Tonight at the dinner table I was telling my husband about all the things going on in the blogging world. I told him about all the of the new "likes" the blog's FB has gotten and how many new followers I have. I was telling him that I have encouraged a couple ladies to start blogging and I have done my best to lead people to them, I also expressed to him how wonderful it felt to be able to help others, as someone once helped me.
I jokingly said "I have a gift."
"Too bad that gift doesn't pay out" DH chuckles.
Then is dawns on me.
Maybe my purpose is not having this great paying job and fancy career. Maybe my purpose is this; to help those suffering, with nothing else but my compassion, love and sincerity. I mean, in reality, it is what makes me feel most alive and happy. I could settle for volunteering and helping others suffering with no problem at all. Money is not what makes me happy, touching lives is what makes me happy. Although, paychecks are nice, and of course they are necessary; they are not my purpose.
Growing up, my dad always told me I would be a great nurse because I am so compassionate and that I would also make a great lawyer because I like to argue and I can be pretty persuasive. I obviously didn't pursue those paths. Instead, I screwed around for too many years and did some pretty stupid stuff.

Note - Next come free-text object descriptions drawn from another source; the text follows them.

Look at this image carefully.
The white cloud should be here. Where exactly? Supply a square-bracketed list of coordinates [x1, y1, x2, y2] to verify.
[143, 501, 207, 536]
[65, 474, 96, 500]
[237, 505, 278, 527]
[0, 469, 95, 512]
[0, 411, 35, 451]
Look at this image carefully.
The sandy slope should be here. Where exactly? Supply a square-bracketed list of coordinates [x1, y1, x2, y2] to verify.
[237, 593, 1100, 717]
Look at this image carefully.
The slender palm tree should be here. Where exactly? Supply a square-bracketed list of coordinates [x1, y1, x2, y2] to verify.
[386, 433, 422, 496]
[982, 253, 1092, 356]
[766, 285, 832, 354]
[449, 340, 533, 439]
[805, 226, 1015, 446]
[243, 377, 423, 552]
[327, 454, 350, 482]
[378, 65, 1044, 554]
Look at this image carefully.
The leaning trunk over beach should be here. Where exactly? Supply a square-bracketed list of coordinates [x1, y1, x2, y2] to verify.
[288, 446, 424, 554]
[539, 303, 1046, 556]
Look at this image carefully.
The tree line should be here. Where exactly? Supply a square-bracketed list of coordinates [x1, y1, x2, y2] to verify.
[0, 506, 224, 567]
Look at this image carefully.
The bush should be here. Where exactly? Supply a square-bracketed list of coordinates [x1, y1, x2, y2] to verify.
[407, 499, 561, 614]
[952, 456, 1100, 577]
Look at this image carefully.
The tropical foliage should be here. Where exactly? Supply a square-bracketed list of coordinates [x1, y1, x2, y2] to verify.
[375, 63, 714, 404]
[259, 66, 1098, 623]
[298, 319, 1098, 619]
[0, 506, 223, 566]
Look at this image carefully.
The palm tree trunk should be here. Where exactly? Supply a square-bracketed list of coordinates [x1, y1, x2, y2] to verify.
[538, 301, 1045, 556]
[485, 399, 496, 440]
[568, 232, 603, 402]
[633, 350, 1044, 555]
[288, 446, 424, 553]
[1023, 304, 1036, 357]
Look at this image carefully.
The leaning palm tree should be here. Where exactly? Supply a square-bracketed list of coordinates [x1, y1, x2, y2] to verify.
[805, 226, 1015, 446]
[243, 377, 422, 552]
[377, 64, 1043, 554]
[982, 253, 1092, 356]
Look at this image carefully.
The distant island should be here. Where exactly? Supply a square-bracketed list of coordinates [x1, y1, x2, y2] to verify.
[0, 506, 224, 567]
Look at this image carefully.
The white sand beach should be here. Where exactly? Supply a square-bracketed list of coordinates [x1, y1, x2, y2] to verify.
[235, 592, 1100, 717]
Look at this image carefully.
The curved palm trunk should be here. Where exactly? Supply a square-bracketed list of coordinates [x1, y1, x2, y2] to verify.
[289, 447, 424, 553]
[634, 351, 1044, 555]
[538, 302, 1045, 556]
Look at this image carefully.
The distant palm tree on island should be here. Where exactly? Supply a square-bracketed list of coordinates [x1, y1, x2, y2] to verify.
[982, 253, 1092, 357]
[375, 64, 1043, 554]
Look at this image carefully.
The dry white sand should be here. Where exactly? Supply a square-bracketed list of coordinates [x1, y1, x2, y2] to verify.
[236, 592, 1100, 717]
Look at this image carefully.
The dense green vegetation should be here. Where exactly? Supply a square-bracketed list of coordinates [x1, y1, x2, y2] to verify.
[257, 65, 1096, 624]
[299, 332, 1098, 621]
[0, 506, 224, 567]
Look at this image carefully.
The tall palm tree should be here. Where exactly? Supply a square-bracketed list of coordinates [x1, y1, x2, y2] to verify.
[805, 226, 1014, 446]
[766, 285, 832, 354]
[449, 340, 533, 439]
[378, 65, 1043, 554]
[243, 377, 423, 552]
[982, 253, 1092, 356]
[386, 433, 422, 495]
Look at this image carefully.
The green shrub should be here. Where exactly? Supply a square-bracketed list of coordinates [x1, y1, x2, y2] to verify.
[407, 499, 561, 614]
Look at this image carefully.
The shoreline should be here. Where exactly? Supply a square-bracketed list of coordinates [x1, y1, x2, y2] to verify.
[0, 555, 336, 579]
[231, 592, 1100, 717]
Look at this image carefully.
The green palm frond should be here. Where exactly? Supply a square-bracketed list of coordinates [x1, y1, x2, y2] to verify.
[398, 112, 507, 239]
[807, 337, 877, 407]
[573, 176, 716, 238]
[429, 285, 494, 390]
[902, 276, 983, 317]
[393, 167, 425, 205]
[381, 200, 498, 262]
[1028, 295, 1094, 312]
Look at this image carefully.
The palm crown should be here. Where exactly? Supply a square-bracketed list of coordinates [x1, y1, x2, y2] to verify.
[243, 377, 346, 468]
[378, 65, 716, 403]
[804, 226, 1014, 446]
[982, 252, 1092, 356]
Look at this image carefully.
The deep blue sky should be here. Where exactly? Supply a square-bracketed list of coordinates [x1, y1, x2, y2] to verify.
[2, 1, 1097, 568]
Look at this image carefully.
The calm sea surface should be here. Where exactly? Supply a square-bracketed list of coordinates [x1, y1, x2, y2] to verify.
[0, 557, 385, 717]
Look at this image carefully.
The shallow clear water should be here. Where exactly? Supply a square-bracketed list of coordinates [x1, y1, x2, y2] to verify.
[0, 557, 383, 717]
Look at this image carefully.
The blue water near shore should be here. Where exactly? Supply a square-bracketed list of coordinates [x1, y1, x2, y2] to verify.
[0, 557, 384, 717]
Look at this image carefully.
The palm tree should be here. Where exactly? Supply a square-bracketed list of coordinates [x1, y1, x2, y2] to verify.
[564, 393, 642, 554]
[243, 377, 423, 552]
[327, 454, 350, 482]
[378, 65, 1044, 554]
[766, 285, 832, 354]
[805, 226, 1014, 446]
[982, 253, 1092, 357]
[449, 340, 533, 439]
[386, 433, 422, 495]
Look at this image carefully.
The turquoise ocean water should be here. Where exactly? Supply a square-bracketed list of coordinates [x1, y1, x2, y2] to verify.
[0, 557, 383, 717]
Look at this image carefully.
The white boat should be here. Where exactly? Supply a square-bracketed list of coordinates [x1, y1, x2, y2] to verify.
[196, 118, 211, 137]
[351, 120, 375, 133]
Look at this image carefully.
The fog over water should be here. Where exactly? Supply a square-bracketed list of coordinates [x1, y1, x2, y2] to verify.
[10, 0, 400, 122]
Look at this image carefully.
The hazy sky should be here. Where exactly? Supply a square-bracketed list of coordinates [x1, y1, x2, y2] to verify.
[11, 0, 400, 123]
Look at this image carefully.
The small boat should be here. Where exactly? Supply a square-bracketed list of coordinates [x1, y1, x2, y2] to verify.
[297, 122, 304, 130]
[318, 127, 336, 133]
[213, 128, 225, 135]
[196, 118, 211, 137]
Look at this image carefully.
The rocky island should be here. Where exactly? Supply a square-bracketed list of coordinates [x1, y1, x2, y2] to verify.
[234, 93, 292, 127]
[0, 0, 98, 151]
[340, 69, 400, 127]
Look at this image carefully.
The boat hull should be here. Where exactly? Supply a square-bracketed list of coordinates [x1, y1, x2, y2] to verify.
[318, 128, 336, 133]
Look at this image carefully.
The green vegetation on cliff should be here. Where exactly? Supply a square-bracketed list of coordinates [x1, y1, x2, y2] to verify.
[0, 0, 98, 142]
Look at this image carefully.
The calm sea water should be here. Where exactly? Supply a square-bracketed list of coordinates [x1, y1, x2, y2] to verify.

Thankfully, those days are behind me now but they taught me valuable lessons. After I went through those things and over came them, I was confident I wanted to be a counselor of some sort. An addiction counselor specifically and I also wanted to help out in domestic violence shelters. My goal was to pay it forward. I wanted to help others as others helped me. If it were not for those people, I am not sure where I would be.
The career path that pulls my heart strings isn't the most glamorous, or best paying, and I know it is not easy dealing with addicts, believe me, I know. But what if I am able to change a life? Even just one. Isn't that worth it?
I still wonder if I can do it, if I should do it. Do I have the skills to do it and will I thrive at it.
Is your purpose your passion or is your passion your purpose?
How did you find your purpose? Are you still looking for it?